LA PRIMERA MEMORIA

Era una mano roja con lunares. Al frente,

una luz que por muchos años supuse que era la de un faro,

pero no estábamos en un puerto,

el bullicio que oíamos no era el mar,

era otra cosa lo que llegaba y cubría nuestros pies,

no eran gaviotas sino simples palomas las sombras en el cielo.

Sé cuál esquina era en la que estábamos parados.

Atrás se hallaba el mundo y adelante la noche.

Sus ojos me mostraban todo lo perdido.

Para mí la vida había sido el patio de una casa.

Bajo sus pies de algo me hablaba de tierras
más lejanas.

Su rostro poseía el color de la madera de los muelles.

Su cabello era el norte.

Él me dijo que la sombra del conejo se deshace en la
nieve,

también me dijo que ninguna casa podía ser un país
entero,

que un armario no podía ser un castillo,

pero que un patio, aun vacío, podía ser el mar.
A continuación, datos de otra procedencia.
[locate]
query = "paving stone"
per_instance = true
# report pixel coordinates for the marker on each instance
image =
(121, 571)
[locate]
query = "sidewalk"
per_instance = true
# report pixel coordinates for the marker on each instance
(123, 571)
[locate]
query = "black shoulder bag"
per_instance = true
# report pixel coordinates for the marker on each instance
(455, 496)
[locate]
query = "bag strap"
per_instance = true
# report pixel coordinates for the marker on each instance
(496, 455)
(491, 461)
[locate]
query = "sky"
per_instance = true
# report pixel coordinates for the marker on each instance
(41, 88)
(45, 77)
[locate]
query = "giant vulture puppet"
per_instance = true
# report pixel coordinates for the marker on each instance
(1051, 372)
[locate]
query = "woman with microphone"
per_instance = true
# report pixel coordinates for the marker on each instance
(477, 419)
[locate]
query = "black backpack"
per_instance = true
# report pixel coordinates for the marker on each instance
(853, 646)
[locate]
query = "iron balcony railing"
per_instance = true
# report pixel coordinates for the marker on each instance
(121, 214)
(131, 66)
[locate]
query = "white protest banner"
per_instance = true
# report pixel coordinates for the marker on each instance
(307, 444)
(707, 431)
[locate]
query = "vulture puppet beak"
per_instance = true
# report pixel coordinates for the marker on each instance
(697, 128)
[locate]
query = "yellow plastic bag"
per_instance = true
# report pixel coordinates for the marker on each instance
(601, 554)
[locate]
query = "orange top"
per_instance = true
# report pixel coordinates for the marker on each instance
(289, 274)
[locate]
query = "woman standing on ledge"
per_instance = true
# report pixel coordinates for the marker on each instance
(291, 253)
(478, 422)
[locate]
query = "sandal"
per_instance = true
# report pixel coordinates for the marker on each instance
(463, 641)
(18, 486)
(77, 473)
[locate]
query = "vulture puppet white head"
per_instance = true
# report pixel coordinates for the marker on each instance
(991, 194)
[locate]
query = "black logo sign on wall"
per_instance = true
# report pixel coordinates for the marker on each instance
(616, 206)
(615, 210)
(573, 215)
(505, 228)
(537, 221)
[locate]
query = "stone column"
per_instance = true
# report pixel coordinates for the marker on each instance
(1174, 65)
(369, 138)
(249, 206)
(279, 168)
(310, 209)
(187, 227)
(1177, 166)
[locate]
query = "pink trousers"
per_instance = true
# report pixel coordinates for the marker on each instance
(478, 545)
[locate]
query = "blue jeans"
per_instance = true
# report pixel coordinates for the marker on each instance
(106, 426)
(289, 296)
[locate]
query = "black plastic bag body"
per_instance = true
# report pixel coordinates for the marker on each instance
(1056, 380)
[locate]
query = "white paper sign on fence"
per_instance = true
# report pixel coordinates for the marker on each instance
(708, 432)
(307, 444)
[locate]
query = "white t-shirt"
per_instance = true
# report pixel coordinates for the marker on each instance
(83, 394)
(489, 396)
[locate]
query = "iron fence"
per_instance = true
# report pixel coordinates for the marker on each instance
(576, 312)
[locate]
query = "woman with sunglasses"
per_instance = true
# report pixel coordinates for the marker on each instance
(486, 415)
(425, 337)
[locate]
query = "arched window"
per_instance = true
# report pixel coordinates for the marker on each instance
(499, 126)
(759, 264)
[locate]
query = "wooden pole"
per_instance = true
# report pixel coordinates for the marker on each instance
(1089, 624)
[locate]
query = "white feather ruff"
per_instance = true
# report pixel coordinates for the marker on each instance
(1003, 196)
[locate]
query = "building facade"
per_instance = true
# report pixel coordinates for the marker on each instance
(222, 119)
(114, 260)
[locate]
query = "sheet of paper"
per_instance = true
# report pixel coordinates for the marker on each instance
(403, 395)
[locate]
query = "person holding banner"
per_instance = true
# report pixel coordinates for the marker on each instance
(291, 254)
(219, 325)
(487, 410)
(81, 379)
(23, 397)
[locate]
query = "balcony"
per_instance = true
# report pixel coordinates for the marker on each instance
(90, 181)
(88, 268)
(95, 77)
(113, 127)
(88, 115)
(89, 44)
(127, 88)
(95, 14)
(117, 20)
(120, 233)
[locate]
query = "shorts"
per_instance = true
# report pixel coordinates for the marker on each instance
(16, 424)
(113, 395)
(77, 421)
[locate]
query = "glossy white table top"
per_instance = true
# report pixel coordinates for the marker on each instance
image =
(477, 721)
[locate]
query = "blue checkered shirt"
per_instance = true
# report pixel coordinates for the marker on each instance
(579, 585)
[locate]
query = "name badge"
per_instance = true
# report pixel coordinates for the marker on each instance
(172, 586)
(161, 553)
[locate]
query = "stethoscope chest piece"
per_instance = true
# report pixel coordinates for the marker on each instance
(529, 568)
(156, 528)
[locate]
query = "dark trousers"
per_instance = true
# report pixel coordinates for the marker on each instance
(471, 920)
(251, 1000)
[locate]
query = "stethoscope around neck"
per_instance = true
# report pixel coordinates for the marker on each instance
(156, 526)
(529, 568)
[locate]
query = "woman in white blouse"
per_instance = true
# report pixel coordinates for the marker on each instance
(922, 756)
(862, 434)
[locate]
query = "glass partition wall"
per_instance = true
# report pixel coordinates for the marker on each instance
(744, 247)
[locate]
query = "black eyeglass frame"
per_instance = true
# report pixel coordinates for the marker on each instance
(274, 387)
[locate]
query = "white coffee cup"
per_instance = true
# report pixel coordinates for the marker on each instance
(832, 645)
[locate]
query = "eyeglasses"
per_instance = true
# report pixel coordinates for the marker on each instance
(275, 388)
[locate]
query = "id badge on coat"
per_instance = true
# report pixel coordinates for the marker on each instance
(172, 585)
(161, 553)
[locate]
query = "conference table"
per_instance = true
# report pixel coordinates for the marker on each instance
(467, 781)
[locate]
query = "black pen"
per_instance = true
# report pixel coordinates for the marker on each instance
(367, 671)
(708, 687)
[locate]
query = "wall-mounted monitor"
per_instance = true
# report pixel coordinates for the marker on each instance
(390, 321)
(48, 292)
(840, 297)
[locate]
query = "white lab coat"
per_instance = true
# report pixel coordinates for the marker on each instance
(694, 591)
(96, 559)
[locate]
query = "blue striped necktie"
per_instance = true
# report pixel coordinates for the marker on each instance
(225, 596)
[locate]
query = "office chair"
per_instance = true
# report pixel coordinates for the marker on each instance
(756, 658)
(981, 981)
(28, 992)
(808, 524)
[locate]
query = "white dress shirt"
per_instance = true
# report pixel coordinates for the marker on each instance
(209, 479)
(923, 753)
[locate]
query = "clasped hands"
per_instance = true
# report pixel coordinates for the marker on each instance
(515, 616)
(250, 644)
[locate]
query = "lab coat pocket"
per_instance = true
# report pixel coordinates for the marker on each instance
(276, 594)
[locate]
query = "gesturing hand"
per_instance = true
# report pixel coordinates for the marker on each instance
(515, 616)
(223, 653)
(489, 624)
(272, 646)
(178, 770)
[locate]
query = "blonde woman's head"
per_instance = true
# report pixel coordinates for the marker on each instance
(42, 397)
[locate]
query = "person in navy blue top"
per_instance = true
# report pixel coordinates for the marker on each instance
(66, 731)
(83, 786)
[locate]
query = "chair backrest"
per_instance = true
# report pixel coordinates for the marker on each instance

No recuerdo su voz pero sí el silbato de un barco que
llega.

Las islas al fondo son edificios pero aún no lo sé.

Más allá, la lejanía no es más enorme que mis ojos.

Casi ciego, tomo su mano y cruzo una calle.

Ahí comienza el mundo para mí.

Antes, sólo la sombra, la temprana luz de la
madrugada

sobre la hierba seca o la lluvia

como un millar de empecinados relojes de cuerda

que alguien dejó sobre el tejado.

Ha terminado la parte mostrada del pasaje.